The Ministry of Food and Drug Safety (MFDS) announced Monday that it has given Lilly’s Emgality (Ingredient: galcanezumab-gnlm), a migraine prevention treatment, an orphan drug status.
|Lilly’s migraine prevention treatment Emgality|
The drug, which patients can self-administer through a subcutaneous injection once a month, blocks migraine attacks by binding to the calcitonin gene-related peptide. The ministry has designated it as the orphan drug treating episodic cluster headaches.
The treatment also received approval from the U.S. Food and Drug Administration as a once-monthly migraine prevention injection for adults in September last year.
Lilly demonstrated the efficacy and safety of Emgality through three clinical trials -- EVOLVE-1, EVOLVE-2 and REGAIN -- in migraine patients.

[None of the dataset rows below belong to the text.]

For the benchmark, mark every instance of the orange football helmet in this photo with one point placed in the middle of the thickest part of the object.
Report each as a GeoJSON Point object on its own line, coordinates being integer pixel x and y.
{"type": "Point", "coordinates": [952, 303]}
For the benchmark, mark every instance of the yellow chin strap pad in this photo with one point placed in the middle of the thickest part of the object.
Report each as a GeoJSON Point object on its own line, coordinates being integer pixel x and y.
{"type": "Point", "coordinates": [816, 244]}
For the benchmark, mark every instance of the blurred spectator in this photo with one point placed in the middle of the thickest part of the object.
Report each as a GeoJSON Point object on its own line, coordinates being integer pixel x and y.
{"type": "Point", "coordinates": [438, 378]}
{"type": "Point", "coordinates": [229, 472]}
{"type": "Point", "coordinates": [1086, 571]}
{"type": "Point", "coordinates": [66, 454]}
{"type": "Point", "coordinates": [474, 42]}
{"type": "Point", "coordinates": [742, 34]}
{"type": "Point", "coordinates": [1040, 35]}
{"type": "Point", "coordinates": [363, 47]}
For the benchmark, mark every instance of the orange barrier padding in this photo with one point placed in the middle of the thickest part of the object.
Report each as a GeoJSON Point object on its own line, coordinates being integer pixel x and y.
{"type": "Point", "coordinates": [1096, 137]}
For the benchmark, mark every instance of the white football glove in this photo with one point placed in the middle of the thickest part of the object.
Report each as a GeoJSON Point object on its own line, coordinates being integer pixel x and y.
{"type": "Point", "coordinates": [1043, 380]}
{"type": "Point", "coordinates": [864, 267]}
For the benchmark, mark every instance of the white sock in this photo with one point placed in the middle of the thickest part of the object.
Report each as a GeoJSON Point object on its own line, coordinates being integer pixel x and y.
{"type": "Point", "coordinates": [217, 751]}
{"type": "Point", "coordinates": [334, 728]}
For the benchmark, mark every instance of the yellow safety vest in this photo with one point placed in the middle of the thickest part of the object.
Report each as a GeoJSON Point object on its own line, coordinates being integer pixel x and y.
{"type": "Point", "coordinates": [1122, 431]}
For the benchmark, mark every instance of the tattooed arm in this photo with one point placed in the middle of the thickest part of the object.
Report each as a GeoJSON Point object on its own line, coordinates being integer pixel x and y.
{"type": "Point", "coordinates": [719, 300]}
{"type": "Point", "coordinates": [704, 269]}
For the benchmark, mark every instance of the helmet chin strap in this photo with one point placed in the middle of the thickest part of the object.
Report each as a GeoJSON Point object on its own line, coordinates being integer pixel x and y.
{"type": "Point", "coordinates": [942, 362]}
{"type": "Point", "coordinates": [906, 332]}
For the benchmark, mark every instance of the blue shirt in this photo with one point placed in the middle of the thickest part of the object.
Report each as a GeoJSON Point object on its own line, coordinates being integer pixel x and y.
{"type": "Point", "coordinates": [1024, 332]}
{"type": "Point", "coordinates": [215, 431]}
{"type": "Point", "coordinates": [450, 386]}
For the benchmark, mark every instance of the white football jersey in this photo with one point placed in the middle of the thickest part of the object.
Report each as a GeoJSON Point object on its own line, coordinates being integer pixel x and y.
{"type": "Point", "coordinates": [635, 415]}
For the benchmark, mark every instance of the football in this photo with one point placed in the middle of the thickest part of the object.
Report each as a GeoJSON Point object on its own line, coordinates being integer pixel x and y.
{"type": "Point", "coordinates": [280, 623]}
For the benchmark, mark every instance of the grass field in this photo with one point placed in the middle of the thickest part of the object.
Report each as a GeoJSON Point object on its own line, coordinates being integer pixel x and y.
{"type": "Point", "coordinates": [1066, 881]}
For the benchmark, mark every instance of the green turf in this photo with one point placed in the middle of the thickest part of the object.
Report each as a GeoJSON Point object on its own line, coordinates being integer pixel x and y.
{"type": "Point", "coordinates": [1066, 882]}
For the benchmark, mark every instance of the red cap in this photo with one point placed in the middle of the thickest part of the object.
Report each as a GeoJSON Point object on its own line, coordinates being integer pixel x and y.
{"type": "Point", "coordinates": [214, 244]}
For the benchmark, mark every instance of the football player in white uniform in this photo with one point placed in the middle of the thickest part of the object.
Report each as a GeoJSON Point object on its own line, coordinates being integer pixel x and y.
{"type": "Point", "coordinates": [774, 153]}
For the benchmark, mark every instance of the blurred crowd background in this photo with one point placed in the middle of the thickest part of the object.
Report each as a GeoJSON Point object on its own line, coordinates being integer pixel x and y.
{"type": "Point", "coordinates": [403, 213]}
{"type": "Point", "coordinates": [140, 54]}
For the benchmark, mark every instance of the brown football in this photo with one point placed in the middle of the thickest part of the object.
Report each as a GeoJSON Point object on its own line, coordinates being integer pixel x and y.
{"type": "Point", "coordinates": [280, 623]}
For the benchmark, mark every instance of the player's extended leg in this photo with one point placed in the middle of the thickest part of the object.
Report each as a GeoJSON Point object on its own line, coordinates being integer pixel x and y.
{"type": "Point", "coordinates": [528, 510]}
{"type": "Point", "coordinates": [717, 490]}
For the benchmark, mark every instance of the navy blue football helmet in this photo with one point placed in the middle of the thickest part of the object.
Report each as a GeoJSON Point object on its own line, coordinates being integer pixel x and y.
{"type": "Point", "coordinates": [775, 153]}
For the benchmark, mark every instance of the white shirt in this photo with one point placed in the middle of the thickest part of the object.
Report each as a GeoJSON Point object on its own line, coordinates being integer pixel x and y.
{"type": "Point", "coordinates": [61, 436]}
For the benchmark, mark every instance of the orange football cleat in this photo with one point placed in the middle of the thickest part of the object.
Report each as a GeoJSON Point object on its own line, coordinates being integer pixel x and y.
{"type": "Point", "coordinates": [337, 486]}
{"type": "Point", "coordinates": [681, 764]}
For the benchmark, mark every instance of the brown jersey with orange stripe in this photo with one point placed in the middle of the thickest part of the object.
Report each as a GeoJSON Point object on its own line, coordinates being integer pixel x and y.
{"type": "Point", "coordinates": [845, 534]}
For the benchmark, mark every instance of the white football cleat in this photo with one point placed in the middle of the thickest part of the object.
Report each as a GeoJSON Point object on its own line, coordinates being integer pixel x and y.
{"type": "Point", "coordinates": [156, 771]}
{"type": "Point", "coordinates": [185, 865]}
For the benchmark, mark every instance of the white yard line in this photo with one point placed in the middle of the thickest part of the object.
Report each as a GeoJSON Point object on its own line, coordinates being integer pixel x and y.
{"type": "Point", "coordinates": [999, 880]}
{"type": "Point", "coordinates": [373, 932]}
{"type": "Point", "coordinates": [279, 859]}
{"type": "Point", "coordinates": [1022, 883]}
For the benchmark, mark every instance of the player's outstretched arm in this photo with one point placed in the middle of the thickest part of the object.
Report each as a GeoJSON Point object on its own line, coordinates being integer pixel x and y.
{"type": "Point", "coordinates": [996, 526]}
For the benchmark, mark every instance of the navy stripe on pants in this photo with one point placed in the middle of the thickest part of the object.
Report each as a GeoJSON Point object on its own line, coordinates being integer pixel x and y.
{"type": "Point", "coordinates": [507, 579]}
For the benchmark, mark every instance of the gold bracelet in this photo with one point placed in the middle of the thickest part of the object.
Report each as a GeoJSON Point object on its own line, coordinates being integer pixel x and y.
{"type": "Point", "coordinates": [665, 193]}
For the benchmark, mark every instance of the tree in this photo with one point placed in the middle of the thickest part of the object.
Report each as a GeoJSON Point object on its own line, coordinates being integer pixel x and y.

EVOLVE-1 and EVOLVE-2 evaluated the safety and efficacy of the treatment against placebo for six months in 1,773 adult patients with migraine symptoms less than 15 days per month. REGAIN studied 1,113 patients with chronic migraine with a headache of more than 15 days per month for three months against placebo.
After an initial dose of 240 mg, patients received either a placebo, 120 mg or 240 mg in all three studies.
As a result, the treatment proved to be significantly superior to placebo in preventing migraine. The most common side effects were injection site reaction and pain.